ENG/FL 222
Masterpieces of the Western World II
Dr. Helga G. Braunbeck

Test Expectation Sheets

Midterm

What you should know for the midterm (about first half of semester): identification of characters and text passages, explanation of terms and ideas, mini essay. For advice on writing this kind of exam, also see Shannon pp. 64-71. Here are some sample questions and things to study:

Identifications: - In which text (author, title, language) does Hippolyte occur; who is he? and what is his function in this text?
- Identify the above text passage (author, title, language) and explain its meaning in the context of the whole work.
Terms and Ideas: What is Romanticism? How does it differ from Enlightenment and from Realism? Give some examples from literary texts you’ve read.
Mini-Essay: Interpret the following poem/text passage in the context of its literary period/ the whole text. State the author’s topic and describe how poetic means (images, language, rhyme, point of view, style …) are used to bring out certain aspects of the topic.

Things to study:

- Calvino: issues and figures in his text “Serpents and Skulls”
- Enlightenment as a period; Voltaire’s Candide: satire, picaresque novel, educational novel, the voyage, utopia
- Romanticism as a period; Rousseau’s Confessions: autobiography as a genre, the self, descriptions of Paris, nature, love; Goethe’s Faust: the Faust tradition and theme, Goethe’s treatment, romantic elements in Faust, the characterisation of Gretchen, other figures, the question of responsibility for the tragedy; Blake’s Songs of Innocence and Experience (excerpts) and Heine’s poem “The Silesian Weavers”: social criticism and poetic means in all these poems.
- realism as a period; Flaubert’s Madame Bovary: characters and characterization, family and love relationships, the social world and social types, romantic and realist elements in the novel.

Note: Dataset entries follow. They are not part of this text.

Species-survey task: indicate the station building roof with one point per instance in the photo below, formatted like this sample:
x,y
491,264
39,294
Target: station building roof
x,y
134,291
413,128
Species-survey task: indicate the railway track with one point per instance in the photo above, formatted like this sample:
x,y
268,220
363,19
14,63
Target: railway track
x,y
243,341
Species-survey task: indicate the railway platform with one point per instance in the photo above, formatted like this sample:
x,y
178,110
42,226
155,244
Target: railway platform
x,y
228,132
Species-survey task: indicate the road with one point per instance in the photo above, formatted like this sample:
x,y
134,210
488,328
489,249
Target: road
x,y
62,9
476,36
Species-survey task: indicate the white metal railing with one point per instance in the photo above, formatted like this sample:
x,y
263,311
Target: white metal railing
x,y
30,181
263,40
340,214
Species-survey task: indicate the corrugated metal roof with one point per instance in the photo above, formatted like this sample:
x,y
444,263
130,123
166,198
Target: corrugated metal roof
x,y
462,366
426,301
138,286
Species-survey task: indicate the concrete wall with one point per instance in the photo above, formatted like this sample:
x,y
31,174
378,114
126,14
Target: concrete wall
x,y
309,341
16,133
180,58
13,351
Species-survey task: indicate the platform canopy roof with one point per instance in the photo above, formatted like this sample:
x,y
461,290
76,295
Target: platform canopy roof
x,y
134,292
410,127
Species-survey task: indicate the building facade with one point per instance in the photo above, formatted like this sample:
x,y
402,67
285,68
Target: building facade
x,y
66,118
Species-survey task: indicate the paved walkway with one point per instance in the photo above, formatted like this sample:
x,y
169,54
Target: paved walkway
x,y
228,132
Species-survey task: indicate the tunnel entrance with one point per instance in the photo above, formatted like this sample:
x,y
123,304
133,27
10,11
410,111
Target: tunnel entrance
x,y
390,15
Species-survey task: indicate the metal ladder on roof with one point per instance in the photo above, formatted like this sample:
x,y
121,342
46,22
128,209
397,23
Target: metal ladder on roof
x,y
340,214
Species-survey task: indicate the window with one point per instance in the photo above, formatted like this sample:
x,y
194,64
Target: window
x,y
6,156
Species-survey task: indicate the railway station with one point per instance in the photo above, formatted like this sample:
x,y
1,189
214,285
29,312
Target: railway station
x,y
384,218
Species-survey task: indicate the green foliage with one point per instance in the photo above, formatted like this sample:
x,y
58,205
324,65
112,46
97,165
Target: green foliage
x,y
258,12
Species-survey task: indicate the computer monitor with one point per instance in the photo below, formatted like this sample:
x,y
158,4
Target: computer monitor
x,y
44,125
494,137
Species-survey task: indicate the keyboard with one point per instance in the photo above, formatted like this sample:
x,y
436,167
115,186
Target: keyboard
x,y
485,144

The test will focus on the issues we discussed in class. Review your notes and the texts to refresh your memory of the characters’ names, major issues, and important text passages. Also, reread the introductions to the literary periods in the anthology. And: get some sleep the night before!


Final Exam

What you should know for the final exam (about the 2nd half of the semester): same format as midterm: identification of characters (make sure you know their EXACT names!) and text passages, explanation of terms and ideas, mini essay(s).

Modernism: move away from Realism, fragmentation of forms, influence of psychoanalysis, modern work world, new writing styles, transformations of and in the world, etc.
Mann: meaning of the setting; motif of traveling; representation of beauty and art, of homosexual love; meaning of disease in the context of the story and its themes; how Mann connects these themes and motifs.
Rilke: term “thing poem”; be able to explain the poems we read: their imagery, language, etc.
Joyce: the Irish problem versus the continental European, cosmopolitan attitude; Gabriel’s character; his position and relations with others; the women; theme of death; Gabriel’s “epiphany.”
Woolf: genre issues in this text, with examples; Woolf’s main arguments; how Woolf treats the theme of women in literary history; explain her stream-of-consciousness technique.
Kafka: Gregor’s relationship to family members; to his job; motifs of food, space, picture, music, etc.; Kafka’s unique use of  metaphor;  possible reasons for the metamorphosis and different interpretations.
Brecht: “Epic Theatre:” principles and alienation effects and how these are used in The Good Woman of Setzuan; nature and function of the gods; function of the water seller; function of the love story; the ending.